Galatians 1 | Gospel ADHD

Galatians 1 | Gospel ADHD

On our recent trip to Europe, we realized something profound about the gospel; it is dangerously easy to get sidetracked from the good news of Jesus and fall into a performance-based, religious mindset that completely subverts the gospel. This is true for countries, for churches, and for individuals.

The three countries we visited, Poland, Ukraine, and France, have each been exposed to the gospel of Jesus Christ for well over a thousand years. When you look at a map showing religious demographics, they are generally marked as “Christian” countries. It is true there are many churches or cathedrals on the landscape in these countries – usually at least one in every village or town – but that does not mean there is a strong and true Christian presence in these countries.

You see, the gospel message that once powerfully affected these countries has been lost. The good news of the grace of God and the finished work of Jesus Christ has been subverted by a religious system of works, prayers (often to Mary, not to Jesus) and religious hierarchy. This has left a vacuum that secular humanism has attempted to fill. For the most part, the few people who are religious in these countries know a form of religion, but they do not know the message of the gospel. According to most studies, evangelical believers make up less than 1% of the population of both France and Poland. In essence, through the centuries, they have forsaken the original message that was brought to them and have followed “another gospel”.

This is exactly what Paul was fighting against in his letter to the Galatians (Gal. 1:16-17). It is also what we must fight against in our own lives. In subtle ways, every day, those of us who believe in the message of the gospel find ourselves being distracted by or even led astray to “another gospel”. We feel our daily position with God is dependent upon our performance or even our feeling on a particular day. We trust in our ability to “be good”, rather than the finished work of Christ. This leads us into one of two traps:

1) Self-hatred – because we can’t live up to God’s standard of holiness, or

2) Self-inflation – because we mistakenly think we have lived up to the standards.

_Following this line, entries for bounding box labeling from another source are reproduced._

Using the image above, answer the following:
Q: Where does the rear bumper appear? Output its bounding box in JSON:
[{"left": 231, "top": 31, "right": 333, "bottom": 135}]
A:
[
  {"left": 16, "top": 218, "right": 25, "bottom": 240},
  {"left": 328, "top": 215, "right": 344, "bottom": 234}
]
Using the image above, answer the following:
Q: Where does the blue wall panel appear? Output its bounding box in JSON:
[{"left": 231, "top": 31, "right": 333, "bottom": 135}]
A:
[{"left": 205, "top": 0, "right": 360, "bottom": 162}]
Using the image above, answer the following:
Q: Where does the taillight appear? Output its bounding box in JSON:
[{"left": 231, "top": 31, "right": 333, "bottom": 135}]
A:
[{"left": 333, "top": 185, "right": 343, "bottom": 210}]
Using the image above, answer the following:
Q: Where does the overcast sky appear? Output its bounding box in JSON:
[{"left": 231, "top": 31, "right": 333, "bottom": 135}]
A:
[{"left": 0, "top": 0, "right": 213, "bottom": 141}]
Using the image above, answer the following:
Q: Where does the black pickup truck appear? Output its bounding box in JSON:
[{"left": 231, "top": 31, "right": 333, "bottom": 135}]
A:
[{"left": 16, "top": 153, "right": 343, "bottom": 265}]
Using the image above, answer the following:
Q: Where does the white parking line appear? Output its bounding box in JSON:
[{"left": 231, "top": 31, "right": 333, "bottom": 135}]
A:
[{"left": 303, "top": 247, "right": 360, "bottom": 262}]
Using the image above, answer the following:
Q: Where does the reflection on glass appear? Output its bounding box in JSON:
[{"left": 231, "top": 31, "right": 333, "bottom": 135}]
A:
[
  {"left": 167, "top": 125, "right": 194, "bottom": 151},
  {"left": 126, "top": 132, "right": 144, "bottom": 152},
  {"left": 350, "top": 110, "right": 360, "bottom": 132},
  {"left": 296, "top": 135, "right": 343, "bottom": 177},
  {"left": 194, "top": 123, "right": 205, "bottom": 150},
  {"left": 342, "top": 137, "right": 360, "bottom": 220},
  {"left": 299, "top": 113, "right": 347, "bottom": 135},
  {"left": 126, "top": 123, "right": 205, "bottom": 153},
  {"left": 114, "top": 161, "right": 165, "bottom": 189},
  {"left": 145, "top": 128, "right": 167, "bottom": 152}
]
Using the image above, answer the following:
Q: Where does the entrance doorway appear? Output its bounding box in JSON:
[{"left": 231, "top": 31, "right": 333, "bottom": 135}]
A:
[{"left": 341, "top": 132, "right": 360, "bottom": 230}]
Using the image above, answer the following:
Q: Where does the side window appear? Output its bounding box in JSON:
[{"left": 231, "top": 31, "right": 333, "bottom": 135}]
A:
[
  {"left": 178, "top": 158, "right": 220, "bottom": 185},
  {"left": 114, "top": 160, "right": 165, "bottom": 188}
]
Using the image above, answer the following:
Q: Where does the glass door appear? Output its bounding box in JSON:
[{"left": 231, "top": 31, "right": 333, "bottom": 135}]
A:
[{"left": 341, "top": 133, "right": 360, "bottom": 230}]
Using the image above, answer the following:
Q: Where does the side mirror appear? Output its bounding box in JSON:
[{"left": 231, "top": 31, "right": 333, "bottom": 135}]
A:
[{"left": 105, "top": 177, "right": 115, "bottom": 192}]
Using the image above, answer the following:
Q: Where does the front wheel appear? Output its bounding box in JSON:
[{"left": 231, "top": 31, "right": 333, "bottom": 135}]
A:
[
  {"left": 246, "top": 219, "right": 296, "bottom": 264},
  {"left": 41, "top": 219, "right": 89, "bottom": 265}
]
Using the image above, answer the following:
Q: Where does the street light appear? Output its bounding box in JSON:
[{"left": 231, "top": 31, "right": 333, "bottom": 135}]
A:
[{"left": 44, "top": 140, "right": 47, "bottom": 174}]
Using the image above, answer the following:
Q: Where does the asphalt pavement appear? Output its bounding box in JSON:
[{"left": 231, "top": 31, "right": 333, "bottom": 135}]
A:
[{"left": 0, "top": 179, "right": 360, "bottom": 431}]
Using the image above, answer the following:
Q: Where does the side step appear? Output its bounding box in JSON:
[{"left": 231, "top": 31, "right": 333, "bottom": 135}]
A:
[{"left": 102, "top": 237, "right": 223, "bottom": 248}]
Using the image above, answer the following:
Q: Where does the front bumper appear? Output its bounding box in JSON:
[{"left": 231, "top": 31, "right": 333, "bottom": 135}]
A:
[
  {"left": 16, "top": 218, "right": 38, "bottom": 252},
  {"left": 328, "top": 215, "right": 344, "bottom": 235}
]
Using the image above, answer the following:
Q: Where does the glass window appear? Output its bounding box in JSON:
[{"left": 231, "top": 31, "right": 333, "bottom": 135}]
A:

When we lose sight of the gospel, we seek to be justified by our good deeds (be our own Savior) and thereby keep control of our lives (be our own Lord). When we trust Christ as Savior and Lord, we turn from trusting our own goodness or our own self-denial for our salvation. This is Paul’s point in Galatians: we cannot begin in the spirit (the work of Christ) and expect to be perfected in the flesh (our own efforts). Moralistic people can be deeply religious, but there is no gracious transforming joy or power. Only the true gospel – the message that we are sinful and need to be saved utterly by grace – allows a person to see God as he really is (holy and just) and us as we really are (sinful and needy).

Tim Keller puts it this way: “Christians see that both their sins and their best deeds have really been ways of avoiding Jesus as Savior.”  The Apostle Paul, by the Spirit of God, was trying to cure the gospel ADHD that the Galatians were suffering from. The prescription was then, and is now, a fresh look at the person and work of Jesus Christ.